A história que vos conto aqui, é real (posso assegurar), oiço-a na primeira pessoa tal como vos transmito. Infelizmente não é nenhum filme de ficção. Há uns anos, tive a oportunidade de conhecer um afegão em Londres, através de uma amiga. A viagem tornou-se inesquecível, pelo que ele me proporcionou, a mim e a um amigo que me acompanhava. Apresentou-me os melhores restaurantes, conseguiu que tivéssemos acesso aos clubes mais privados (onde só se entra com cartão), acompanhou-nos do princípio ao fim, porque tinha prometido à minha amiga que cuidaria de nós e nem o facto de viver a 50 km de distância do centro da cidade, ou de nós querermos festa e termos ficado na rua até às 06h da manhã, o demoveu. Acabou a dormir no sofá do apartamento que tínhamos alugado, porque já não tinha tempo de voltar a casa e regressar a horas para o trabalho. Durante essa noite, falámos da vida e do Mundo, das nossas famílias e de Portugal. Rimos e emocionámo-nos com uma pessoa que havíamos acabado de conhecer. Ficámos bons amigos desde então.

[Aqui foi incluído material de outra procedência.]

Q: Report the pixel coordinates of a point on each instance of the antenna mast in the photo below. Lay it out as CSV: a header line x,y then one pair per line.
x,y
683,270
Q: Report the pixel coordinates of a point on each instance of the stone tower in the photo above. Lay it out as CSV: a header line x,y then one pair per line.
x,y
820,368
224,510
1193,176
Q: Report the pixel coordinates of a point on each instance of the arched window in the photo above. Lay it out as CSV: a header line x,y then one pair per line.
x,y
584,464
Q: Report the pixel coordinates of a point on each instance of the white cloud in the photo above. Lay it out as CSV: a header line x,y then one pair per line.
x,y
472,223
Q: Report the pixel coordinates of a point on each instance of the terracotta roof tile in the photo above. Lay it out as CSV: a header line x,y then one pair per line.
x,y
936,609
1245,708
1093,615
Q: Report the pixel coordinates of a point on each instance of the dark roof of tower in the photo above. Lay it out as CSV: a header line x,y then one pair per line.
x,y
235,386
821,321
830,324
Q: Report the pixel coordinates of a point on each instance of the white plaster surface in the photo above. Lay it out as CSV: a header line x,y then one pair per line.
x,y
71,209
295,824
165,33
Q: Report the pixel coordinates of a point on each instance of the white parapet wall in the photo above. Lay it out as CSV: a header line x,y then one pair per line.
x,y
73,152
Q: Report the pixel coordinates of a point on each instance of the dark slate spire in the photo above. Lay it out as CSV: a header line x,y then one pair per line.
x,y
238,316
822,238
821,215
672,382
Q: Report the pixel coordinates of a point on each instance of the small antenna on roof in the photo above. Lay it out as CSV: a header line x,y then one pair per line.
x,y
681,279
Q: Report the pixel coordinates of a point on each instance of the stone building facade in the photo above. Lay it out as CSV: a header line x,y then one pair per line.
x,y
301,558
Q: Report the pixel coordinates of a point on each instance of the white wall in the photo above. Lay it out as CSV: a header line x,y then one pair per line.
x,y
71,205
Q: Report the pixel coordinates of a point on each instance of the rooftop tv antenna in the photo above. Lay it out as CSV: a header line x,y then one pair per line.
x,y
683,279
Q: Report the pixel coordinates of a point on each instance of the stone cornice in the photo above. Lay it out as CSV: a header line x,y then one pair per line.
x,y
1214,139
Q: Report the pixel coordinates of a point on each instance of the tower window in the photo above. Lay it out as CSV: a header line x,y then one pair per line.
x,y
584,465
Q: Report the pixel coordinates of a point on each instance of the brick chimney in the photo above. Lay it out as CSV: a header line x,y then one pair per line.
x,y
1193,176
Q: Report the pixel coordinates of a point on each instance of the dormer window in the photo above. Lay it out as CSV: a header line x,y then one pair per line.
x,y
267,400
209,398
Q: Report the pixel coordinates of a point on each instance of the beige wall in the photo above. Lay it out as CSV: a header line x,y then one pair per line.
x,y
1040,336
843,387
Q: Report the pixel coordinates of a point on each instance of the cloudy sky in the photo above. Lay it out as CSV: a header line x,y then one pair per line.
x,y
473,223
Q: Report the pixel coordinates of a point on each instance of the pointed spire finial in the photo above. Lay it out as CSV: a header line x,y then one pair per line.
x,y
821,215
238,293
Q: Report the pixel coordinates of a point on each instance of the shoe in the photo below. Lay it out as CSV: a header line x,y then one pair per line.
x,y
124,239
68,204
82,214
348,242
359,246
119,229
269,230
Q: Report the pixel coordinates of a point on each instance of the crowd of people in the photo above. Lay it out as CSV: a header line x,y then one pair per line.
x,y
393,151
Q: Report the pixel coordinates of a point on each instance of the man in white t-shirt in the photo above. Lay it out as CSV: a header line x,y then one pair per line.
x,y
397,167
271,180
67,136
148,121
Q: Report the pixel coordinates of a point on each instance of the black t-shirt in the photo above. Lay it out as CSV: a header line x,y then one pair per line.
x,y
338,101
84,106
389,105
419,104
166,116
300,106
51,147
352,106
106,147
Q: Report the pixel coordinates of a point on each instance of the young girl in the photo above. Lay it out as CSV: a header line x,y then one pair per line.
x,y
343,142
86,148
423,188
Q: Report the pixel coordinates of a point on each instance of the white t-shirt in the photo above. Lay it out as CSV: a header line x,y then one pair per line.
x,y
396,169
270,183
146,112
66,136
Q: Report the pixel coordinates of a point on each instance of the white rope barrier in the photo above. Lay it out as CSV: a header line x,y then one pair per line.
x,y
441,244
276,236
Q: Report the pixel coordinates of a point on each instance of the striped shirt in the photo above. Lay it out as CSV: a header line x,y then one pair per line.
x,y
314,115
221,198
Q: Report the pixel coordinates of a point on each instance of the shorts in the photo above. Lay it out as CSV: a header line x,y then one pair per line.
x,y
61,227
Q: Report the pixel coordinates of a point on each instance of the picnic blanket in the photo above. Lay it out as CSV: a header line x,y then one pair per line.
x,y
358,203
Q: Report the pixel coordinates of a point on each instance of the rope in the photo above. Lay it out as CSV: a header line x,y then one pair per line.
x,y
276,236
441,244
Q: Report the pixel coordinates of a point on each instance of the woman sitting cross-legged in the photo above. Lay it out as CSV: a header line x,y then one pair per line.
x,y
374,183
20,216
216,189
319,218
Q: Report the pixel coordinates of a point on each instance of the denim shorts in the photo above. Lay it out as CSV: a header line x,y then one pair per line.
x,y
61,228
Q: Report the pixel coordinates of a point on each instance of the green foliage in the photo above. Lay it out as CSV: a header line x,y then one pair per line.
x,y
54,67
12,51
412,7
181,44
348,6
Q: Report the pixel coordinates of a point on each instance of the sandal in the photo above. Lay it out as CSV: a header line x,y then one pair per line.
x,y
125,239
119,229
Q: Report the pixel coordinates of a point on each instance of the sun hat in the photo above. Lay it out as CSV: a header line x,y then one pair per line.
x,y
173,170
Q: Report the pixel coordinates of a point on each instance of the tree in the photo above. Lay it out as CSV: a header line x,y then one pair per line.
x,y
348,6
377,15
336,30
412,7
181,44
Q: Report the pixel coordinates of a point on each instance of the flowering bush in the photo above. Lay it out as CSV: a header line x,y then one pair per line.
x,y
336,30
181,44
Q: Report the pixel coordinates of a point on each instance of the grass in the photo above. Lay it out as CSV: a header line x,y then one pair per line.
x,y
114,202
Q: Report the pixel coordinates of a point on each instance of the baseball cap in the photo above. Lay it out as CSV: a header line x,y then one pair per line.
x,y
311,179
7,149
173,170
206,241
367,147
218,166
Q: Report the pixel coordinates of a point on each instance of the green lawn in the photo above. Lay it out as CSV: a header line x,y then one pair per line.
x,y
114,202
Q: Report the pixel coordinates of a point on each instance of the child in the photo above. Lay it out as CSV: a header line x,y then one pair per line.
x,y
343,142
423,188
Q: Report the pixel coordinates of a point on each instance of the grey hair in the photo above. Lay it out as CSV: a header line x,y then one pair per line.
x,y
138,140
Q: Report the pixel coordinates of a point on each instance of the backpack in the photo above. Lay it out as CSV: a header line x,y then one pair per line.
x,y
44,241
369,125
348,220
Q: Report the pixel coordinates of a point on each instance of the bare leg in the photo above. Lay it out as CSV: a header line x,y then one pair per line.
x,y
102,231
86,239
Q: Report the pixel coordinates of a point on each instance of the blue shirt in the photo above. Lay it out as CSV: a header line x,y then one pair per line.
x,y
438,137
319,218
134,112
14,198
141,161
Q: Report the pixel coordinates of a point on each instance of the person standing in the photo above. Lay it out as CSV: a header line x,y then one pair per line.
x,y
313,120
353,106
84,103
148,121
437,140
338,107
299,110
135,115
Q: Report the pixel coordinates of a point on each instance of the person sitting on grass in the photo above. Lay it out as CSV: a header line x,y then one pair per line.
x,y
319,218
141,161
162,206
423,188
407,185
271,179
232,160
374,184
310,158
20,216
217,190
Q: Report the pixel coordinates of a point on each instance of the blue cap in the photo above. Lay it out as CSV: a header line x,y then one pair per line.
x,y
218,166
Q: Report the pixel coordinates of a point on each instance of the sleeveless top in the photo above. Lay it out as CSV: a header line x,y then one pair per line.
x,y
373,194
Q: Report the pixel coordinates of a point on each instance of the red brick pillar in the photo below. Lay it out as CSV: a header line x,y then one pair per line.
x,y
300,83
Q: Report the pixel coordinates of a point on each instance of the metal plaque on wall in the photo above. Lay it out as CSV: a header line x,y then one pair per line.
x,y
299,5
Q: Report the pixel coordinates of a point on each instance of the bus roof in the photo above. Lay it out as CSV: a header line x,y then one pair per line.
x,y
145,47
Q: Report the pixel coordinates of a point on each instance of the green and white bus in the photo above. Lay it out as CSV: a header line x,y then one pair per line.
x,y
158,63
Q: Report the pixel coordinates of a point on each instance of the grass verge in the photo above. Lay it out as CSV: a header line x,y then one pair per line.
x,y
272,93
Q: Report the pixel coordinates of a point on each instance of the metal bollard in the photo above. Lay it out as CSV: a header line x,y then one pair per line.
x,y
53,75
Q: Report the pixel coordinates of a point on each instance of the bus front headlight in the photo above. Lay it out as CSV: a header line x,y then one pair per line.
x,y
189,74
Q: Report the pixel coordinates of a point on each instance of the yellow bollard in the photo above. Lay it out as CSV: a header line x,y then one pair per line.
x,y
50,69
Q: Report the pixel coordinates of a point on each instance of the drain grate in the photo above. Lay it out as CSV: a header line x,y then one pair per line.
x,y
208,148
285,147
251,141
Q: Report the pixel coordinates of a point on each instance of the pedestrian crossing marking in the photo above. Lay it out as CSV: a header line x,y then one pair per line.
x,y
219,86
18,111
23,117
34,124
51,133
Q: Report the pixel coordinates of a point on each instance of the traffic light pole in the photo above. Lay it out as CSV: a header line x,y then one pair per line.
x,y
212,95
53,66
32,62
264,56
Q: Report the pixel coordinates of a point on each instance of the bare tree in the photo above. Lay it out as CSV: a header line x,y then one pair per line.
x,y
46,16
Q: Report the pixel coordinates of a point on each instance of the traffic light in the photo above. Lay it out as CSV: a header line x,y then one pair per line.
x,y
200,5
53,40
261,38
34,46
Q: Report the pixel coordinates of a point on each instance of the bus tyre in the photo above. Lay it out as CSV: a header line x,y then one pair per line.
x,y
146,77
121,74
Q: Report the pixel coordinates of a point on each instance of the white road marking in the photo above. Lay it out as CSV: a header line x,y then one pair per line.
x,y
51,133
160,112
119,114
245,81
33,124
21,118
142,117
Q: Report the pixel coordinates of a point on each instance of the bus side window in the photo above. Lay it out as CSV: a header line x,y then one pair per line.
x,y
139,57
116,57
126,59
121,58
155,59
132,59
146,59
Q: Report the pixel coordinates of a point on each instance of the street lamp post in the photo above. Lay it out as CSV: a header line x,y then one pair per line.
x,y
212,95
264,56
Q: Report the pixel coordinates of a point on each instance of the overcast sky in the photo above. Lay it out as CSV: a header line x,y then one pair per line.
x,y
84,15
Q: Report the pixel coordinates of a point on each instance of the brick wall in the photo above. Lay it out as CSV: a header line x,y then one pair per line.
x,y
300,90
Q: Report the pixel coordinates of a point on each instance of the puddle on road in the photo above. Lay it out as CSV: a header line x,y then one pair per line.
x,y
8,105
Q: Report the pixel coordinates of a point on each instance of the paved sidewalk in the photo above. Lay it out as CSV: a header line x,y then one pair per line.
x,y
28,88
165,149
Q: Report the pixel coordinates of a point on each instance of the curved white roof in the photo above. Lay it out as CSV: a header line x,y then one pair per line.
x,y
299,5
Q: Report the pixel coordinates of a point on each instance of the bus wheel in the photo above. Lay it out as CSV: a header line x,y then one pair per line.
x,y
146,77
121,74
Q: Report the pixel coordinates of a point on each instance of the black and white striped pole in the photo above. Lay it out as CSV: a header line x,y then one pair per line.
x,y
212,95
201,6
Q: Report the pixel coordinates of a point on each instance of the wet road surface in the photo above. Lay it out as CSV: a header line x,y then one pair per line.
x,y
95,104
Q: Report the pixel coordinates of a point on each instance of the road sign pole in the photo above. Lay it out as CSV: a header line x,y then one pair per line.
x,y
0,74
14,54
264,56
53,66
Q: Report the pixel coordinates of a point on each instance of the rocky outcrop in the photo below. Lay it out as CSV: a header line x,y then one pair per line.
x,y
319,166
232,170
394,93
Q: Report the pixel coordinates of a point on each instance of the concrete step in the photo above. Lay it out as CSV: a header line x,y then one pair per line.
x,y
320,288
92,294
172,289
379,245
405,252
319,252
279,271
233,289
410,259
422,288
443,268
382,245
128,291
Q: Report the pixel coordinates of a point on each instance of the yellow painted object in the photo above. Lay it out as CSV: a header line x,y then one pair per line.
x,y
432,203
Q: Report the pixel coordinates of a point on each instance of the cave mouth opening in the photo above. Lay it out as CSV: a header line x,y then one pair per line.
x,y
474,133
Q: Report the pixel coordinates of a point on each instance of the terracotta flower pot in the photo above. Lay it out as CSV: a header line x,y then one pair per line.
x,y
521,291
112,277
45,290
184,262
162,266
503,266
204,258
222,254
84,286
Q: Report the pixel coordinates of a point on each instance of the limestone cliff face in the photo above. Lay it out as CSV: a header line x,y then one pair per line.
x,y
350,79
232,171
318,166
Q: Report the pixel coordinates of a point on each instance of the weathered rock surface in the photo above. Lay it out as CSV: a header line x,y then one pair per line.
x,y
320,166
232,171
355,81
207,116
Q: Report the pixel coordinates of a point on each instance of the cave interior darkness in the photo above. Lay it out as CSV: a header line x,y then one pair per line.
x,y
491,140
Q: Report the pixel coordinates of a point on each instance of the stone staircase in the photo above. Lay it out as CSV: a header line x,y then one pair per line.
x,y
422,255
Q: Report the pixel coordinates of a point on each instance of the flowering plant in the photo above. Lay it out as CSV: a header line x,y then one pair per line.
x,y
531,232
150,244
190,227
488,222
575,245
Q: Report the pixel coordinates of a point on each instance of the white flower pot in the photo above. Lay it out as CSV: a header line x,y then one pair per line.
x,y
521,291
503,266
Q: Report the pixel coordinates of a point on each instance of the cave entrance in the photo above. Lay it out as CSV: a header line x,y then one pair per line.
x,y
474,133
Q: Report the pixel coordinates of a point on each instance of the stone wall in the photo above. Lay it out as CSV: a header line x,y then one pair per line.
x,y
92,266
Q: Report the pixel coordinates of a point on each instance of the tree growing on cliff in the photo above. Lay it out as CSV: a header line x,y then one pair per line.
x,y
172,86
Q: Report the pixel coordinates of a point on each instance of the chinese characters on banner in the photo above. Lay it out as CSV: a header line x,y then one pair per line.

Contou-me que há 20 anos, após a tomada do Afeganistão pelos talibã, foi enviado pelo seu pai com apenas 15 anos, sozinho, numa carrinha clandestina, para fora da sua cidade Mazar-e-Sharif, até Inglaterra, para que, pelo menos ele sobrevivesse se o resto da família sucumbisse, perante o Estado Islâmico.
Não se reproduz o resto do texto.